For me, it requires a number of large purges of things over time - there is only so much you can do at once. Maybe pick one room at a time and work on it. Get a friend who has a clutter free mentality to come help you - I do this for my friends and in my office and get somewhat ruthless (when asked to be that way!) in helping to question the need to have particular things. Get some trash bags and boxes. Go through everything in that room and one by one, work your way through the objects in the room. Sometimes it helps to start with the easy stuff first. With each thing, I like to think about 1) is this useful? when did i last use it? 2) does this object bring me joy? 3) is this something I genuinely want to carry forward with me in my life?

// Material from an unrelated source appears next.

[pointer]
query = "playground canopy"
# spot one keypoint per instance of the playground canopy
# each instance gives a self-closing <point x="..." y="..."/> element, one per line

I try to only keep things that really give me real joy. I don’t keep things because they remind me of something or someone, or because it is something I used to like, or because I have it, or because “I might use it someday”.
So I o through everything one by one (with the help of an objective and disinterested friend who does not keep clutter themselves) and separate them into 1) what you can throw away (trash bag) 2) what to donate (another bag/box) 3) what you feel is too hard or unsure to get rid of (yet another bag/box) and 4) what things really bring you joy or you use on a daily basis (keep). With the (3)s, I box those things up and stick them in a basement or under a bed or whatever and just leave them. Some things are too hard to just get rid of. So I let things sit there for 6 months or a year and then go through those boxes. I usually think “huh, this thing I thought I needed, I didn’t go looking for in that time and didn’t really notice it was done, maybe I don’t need it after all” - then it is gotten rid of, put on the shelf or put back in the box.
A hard thing for me was getting rid of lots of books. I used to be the person who felt an attachment to a lot of books. Then I was moving a lot it was a pain in the ass to be moving boxes of books, so this person in my life really challenged me about whether I needed them or not. Libraries have books, I switched to kindle for a while, etc etc. Now, I own probably less than 15 books. I only have that many because it’s been a part of my recovery to read reference books about alcoholism and trauma etc (before this, I had probably 4 books). I only keep the ones I know I will go back and reference from time to time. Everything else I donate or lend out after I’ve read it.
Hope this all makes sense and feel free to message me if you want more advice or to bounce ideas.